To get boxes and people across oceans it's either by airplane or by boat. As an entrepreneur: What are you going to do? Buy a brand new B777F for $160+ million, or instead buy three converted -400Fs for $50 million each, that have more volume and can carry 20 tons more? Most of the -400 pax airframes will be converted because it's economic reality. Spend some time at HKG cargo apron and convince yourself that the 744Fs will be around for the next 10+ years. [Save this message and re-read it in 2018].



Sorry, if a 744F is 3 times cheaper than a brand new 777F is irrelevant, but the main problem is the higher daily operating costs to fly those 4-engine airplanes. Well, operators can buy a bunch of cheap 747, but I don’t know how they can put those airplanes in the sky under a bearable cost.
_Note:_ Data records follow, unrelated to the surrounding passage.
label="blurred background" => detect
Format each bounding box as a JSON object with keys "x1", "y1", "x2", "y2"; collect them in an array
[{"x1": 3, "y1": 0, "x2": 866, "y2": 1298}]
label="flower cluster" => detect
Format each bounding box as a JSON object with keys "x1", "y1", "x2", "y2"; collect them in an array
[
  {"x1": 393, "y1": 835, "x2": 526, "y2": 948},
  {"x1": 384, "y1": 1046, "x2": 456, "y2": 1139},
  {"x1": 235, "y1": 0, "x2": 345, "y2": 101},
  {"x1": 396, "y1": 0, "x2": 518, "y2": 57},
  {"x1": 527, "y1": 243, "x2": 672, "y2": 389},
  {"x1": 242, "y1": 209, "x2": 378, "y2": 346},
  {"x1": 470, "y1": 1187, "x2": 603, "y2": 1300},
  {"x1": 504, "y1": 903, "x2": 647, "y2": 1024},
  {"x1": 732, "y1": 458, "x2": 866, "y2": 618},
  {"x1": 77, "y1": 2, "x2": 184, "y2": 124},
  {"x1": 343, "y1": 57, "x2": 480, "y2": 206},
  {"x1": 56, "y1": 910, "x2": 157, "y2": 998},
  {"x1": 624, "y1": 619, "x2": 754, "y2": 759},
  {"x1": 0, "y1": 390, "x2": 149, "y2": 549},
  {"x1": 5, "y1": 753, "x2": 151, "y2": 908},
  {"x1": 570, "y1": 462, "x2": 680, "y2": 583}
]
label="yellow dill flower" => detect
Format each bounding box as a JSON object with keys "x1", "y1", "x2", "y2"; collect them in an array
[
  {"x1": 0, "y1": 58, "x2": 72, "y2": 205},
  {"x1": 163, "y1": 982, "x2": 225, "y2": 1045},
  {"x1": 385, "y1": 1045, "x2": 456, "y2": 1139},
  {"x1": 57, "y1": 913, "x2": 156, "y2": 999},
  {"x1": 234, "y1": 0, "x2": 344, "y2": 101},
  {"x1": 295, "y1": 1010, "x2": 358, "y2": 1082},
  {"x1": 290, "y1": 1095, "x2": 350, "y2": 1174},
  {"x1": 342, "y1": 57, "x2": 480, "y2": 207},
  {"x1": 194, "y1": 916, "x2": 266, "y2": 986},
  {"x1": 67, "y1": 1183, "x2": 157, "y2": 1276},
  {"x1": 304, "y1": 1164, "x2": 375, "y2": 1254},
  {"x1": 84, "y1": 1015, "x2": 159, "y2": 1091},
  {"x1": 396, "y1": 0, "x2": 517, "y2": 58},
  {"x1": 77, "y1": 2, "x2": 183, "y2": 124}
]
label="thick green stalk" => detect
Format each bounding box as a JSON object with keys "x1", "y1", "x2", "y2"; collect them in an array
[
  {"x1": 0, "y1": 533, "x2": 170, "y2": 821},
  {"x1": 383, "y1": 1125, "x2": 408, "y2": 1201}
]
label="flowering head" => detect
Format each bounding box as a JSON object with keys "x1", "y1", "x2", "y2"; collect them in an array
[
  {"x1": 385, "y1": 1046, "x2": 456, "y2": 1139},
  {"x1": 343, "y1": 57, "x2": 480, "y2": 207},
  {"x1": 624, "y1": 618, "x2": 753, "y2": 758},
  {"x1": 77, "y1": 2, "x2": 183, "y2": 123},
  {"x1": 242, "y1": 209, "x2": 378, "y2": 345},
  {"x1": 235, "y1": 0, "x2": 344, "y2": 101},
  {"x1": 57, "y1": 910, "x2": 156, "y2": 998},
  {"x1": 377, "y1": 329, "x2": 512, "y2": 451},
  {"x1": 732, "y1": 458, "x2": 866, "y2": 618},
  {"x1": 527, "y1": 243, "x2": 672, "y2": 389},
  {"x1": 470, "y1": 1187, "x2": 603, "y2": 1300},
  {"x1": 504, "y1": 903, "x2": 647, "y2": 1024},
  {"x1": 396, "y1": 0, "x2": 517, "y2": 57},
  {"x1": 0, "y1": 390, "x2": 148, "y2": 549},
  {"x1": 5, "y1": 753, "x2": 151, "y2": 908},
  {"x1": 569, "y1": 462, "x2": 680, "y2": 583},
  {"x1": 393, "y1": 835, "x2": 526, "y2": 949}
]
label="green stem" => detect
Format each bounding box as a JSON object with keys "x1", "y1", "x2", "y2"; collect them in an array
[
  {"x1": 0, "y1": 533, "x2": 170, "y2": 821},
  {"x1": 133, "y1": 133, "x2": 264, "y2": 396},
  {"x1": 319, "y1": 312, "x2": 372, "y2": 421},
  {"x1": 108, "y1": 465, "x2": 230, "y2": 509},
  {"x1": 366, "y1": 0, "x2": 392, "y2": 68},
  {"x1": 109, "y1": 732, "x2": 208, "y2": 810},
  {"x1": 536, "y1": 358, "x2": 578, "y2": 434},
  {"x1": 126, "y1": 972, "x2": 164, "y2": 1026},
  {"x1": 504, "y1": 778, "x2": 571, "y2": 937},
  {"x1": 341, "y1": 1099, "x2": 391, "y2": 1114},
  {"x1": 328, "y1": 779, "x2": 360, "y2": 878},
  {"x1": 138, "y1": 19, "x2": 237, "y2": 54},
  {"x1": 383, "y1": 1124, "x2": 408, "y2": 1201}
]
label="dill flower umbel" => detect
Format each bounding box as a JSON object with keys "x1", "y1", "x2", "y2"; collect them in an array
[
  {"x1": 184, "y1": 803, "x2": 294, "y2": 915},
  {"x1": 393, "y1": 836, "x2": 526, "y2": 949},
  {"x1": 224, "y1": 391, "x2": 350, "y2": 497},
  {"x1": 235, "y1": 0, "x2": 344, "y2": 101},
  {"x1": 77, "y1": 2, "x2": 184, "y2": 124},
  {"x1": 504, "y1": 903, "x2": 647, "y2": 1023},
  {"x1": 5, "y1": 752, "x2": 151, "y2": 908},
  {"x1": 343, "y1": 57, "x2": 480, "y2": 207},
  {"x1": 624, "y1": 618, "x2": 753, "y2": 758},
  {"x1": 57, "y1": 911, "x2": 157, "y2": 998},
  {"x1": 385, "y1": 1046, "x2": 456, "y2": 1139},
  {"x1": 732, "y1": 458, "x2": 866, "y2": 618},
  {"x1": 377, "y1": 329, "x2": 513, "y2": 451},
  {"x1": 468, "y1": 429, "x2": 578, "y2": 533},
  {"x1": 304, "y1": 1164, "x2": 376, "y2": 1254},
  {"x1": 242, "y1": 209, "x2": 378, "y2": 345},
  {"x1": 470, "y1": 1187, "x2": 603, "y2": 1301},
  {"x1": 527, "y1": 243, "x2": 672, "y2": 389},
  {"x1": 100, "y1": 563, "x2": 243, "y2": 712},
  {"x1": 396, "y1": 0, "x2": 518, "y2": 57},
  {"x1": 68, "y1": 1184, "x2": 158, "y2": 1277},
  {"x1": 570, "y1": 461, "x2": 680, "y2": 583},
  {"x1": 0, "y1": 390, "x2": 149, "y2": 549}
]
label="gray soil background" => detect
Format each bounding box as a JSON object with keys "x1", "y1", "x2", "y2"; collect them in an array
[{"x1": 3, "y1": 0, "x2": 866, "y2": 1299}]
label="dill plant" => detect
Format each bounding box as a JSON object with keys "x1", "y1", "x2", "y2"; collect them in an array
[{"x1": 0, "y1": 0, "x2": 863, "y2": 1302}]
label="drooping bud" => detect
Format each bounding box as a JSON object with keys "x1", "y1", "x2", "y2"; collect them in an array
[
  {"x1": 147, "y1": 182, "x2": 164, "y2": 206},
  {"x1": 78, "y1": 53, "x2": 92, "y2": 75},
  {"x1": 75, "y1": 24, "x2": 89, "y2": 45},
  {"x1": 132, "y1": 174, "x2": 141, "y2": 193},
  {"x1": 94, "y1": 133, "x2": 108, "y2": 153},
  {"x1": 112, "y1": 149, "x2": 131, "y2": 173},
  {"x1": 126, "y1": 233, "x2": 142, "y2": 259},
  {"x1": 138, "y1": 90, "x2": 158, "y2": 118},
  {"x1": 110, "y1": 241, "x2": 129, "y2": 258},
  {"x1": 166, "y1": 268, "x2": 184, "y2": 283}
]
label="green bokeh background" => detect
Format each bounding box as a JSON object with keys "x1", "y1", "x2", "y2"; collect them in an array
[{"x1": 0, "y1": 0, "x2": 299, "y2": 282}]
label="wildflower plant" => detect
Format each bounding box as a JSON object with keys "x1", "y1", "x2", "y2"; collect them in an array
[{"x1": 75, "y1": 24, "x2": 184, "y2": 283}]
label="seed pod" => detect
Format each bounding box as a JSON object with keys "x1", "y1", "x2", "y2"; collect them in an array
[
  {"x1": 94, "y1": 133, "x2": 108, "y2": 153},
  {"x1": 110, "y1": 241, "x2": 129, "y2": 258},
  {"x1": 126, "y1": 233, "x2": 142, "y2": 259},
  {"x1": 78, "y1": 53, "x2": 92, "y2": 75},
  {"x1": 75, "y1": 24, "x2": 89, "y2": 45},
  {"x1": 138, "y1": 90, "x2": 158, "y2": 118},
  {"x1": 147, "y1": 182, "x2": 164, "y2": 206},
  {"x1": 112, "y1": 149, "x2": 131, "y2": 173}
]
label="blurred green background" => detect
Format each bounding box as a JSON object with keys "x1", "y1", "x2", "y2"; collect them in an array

We have a real situation today and nobody can say what will happen within the next 24 hours. Therefore, it's been unpredictable what one can expect in terms of cargo service for those freighter carriers with a fleet of airplanes that easily eat more than 10 tons/hour of fuel, and remember: because of the oil price all ground logistic will go up as well. I’ve been thinking about how those operators will attain a balance between their costs and services ... maybe, who knows, they need to look for 744F that can carry much more than 125 tons of roses and tulips to justify its operation.